People often confuse the concept of mutually exclusive events with independent events. In fact, these are two different things.

Let A and B be any two events associated with a random experiment E. P(A) is called the “Probability of A”. Similarly, we can define probability of B as P(B), probability of A or B as P(A∪B), and probability of A and B as P(A∩B). Then, P(A∪B)=P(A)+ P(B)-P(A∩B).

However, two events said to be mutually exclusive if the occurrence of one event does not affect the other. In other words, they cannot occur simultaneously. Therefore, if two events A and B are mutually exclusive then A∩B=∅ and hence, that implies P(A∪B)=P(A)+ P(B).

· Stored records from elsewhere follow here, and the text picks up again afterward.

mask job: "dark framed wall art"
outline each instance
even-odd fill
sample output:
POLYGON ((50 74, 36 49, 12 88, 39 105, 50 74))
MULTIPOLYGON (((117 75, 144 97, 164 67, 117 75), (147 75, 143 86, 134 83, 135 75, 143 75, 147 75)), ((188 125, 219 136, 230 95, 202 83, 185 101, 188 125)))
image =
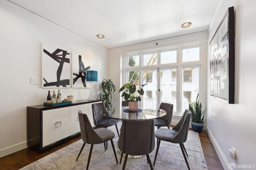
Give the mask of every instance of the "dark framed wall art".
POLYGON ((90 83, 86 83, 86 71, 90 68, 90 58, 75 53, 72 54, 72 87, 90 87, 90 83))
POLYGON ((70 87, 70 53, 43 43, 42 49, 42 87, 70 87))
POLYGON ((234 103, 234 7, 228 8, 210 42, 210 95, 234 103))

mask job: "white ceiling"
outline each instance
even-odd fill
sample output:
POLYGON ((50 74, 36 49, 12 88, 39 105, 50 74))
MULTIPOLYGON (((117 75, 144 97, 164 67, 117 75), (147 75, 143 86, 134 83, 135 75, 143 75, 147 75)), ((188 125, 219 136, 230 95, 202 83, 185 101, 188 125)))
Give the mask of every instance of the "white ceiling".
POLYGON ((218 1, 8 0, 108 49, 207 30, 218 1))

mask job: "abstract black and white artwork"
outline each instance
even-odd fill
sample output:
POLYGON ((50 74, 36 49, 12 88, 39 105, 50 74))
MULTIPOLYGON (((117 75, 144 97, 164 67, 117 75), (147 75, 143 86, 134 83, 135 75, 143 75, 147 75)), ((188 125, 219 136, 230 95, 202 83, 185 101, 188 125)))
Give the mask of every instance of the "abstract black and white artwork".
POLYGON ((42 44, 42 87, 70 87, 70 52, 42 44))
POLYGON ((86 83, 86 71, 90 69, 90 59, 72 53, 72 87, 90 87, 86 83))
POLYGON ((234 103, 234 7, 228 8, 210 42, 210 95, 234 103))

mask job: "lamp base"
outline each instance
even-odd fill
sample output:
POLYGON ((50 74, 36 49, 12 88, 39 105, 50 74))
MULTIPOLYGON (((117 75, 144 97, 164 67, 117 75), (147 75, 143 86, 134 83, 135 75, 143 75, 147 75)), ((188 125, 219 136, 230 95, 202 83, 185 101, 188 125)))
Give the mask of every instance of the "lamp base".
POLYGON ((90 95, 88 97, 88 100, 96 100, 94 93, 93 91, 93 82, 90 82, 91 85, 91 91, 90 92, 90 95))

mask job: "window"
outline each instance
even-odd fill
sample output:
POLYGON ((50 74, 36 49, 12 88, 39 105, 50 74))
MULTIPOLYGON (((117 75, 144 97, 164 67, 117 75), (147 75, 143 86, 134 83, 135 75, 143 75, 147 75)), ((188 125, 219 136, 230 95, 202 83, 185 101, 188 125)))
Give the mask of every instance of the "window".
POLYGON ((183 94, 184 95, 184 98, 187 98, 188 99, 188 102, 191 102, 191 92, 188 91, 184 91, 183 92, 183 94))
POLYGON ((139 78, 140 76, 138 71, 129 71, 129 79, 128 81, 130 83, 139 84, 140 83, 139 78))
POLYGON ((161 102, 166 103, 174 105, 174 115, 182 115, 198 93, 202 94, 199 88, 200 80, 204 80, 200 79, 204 62, 200 59, 204 58, 200 56, 201 45, 190 45, 124 54, 123 84, 148 84, 140 96, 142 109, 156 111, 161 102))
POLYGON ((177 62, 177 51, 162 52, 161 55, 161 64, 175 63, 177 62))
POLYGON ((176 71, 172 71, 172 82, 176 82, 176 71))
POLYGON ((152 91, 146 91, 147 94, 147 97, 149 98, 152 98, 152 91))
POLYGON ((157 53, 143 55, 143 65, 157 64, 157 53))
POLYGON ((182 61, 188 62, 199 61, 200 48, 187 48, 182 50, 182 61))
POLYGON ((152 76, 153 75, 153 73, 149 73, 148 74, 148 75, 147 76, 147 78, 146 79, 146 82, 152 82, 152 76))
POLYGON ((140 55, 129 56, 128 59, 128 67, 136 67, 140 65, 140 55))
POLYGON ((176 98, 177 93, 176 91, 172 91, 172 98, 176 98))
POLYGON ((183 81, 191 82, 192 81, 192 70, 183 70, 183 81))

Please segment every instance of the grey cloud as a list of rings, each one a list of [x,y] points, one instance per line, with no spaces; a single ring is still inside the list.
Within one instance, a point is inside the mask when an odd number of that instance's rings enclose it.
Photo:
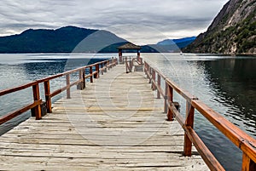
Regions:
[[[116,25],[143,25],[162,32],[201,30],[228,0],[2,0],[0,35],[28,28],[77,26],[105,29]],[[128,33],[127,33],[128,34]],[[170,35],[169,35],[170,36]],[[168,37],[168,35],[167,35]]]

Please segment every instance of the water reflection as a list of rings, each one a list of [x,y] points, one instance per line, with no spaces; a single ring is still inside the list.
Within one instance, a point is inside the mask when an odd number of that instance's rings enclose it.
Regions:
[[[197,62],[202,66],[202,61]],[[256,59],[204,61],[212,99],[225,105],[222,112],[236,125],[256,137]]]
[[[148,54],[147,60],[181,88],[251,136],[256,136],[255,58]],[[186,104],[181,99],[174,94],[184,115]],[[241,151],[198,111],[195,129],[226,170],[241,170]]]

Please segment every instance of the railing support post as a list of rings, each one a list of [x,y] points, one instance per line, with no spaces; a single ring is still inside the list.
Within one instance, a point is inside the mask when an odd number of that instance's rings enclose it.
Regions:
[[[70,76],[66,75],[66,84],[67,84],[67,99],[70,99]]]
[[[40,100],[40,93],[39,93],[39,85],[38,83],[35,84],[32,86],[33,89],[33,98],[34,101],[38,101]],[[35,116],[36,116],[36,120],[39,120],[42,118],[42,114],[41,114],[41,105],[38,105],[35,106]]]
[[[154,82],[152,82],[151,88],[153,90],[155,90],[155,85],[154,84],[155,83],[155,71],[154,70],[153,70],[153,71],[152,71],[152,79]]]
[[[84,69],[82,71],[82,72],[83,72],[83,75],[82,75],[82,77],[83,77],[83,87],[84,88],[85,88],[85,83],[86,83],[86,79],[85,79],[85,69]]]
[[[101,64],[101,67],[102,67],[102,75],[103,75],[103,73],[104,73],[104,71],[103,71],[104,64],[103,63]]]
[[[159,73],[157,74],[157,86],[159,88],[161,87],[161,77]],[[157,88],[157,99],[160,99],[160,92],[159,88]]]
[[[191,103],[187,101],[186,105],[186,127],[194,127],[194,113],[195,108],[191,105]],[[192,142],[189,140],[189,136],[185,133],[184,134],[184,147],[183,153],[186,157],[190,157],[192,155]]]
[[[44,83],[44,95],[45,95],[45,102],[47,112],[51,113],[51,97],[50,97],[50,88],[49,88],[49,81],[46,81]]]
[[[243,152],[241,171],[253,170],[256,170],[256,163],[245,152]]]
[[[173,103],[173,88],[170,85],[167,85],[167,100],[168,104]],[[167,120],[173,121],[173,114],[169,107],[167,111]]]
[[[96,64],[96,71],[97,71],[97,73],[96,75],[96,78],[99,78],[100,77],[100,66],[99,66],[99,64]]]
[[[90,83],[93,83],[92,66],[90,66]]]
[[[104,66],[105,66],[104,71],[105,71],[105,72],[108,72],[108,62],[107,62],[107,61],[104,62]]]
[[[165,91],[165,105],[164,105],[164,112],[166,113],[167,112],[167,108],[168,108],[168,83],[166,82],[166,91]]]

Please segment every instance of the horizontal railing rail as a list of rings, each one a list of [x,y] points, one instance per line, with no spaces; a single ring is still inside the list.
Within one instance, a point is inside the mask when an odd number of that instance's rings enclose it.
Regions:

Let A and B be two events in a sample space S. Conditional probability of A, given that B has occurred, is denoted by P(A | B) and is defined as; P(A | B)=P(A∩B)/P(B), provided P(B)>0. (otherwise, it is not defined.)

An event A is said to be independent of an event B, if the probability that A occurs is not influenced by whether B has occurred or not. In other words, the outcome of the event B has no effect on the outcome of the event A. Therefore, P(A | B)= P(A). Similarly, B is independent of A if P(B) = P(B | A). Hence, we can conclude that if A and B are independent events, then P(A∩B)=P(A).P(B)

Assume that a numbered cube is rolled and a fair coin is flipped. Let A be the event that obtaining a head and B be the event that rolling an even number. Then we can conclude that events A and B are independent, because that outcome of one does not affect the outcome of the other. Therefore, P(A∩B)=P(A).P(B)=(1/2)(1/2)=1/4. Since P(A∩B)≠0, A and B cannot be mutually exclusive.

Suppose that an urn contains 7 white marbles and 8 black marbles. Define event A as drawing a white marble and event B as drawing a black marble. Assuming each marble will be replaced after noting down its color, then P(A) and P(B) will always be the same, no matter how many times we draw from the urn. Replacing the marbles means that the probabilities don’t change from draw to draw, no matter what color we picked on the last draw. Therefore, event A and B are independent.

However, if marbles were drawn without replacement, then everything changes. Under this assumption, the events A and B are are not independent. Drawing a white marble the first time changes the probabilities for drawing a black marble on the second draw and so on. In other words, each draw has an effect on the next draw, and so the individual draws are not independent.

- Mutual exclusivity of events means there is no overlap between the sets A and B. Independence of events means happening of A does not affect the happening of B. - If two events A and B mutually exclusive, then P(A∩B)=0. - If two events A and B independent, then P(A∩B)=P(A).P(B) |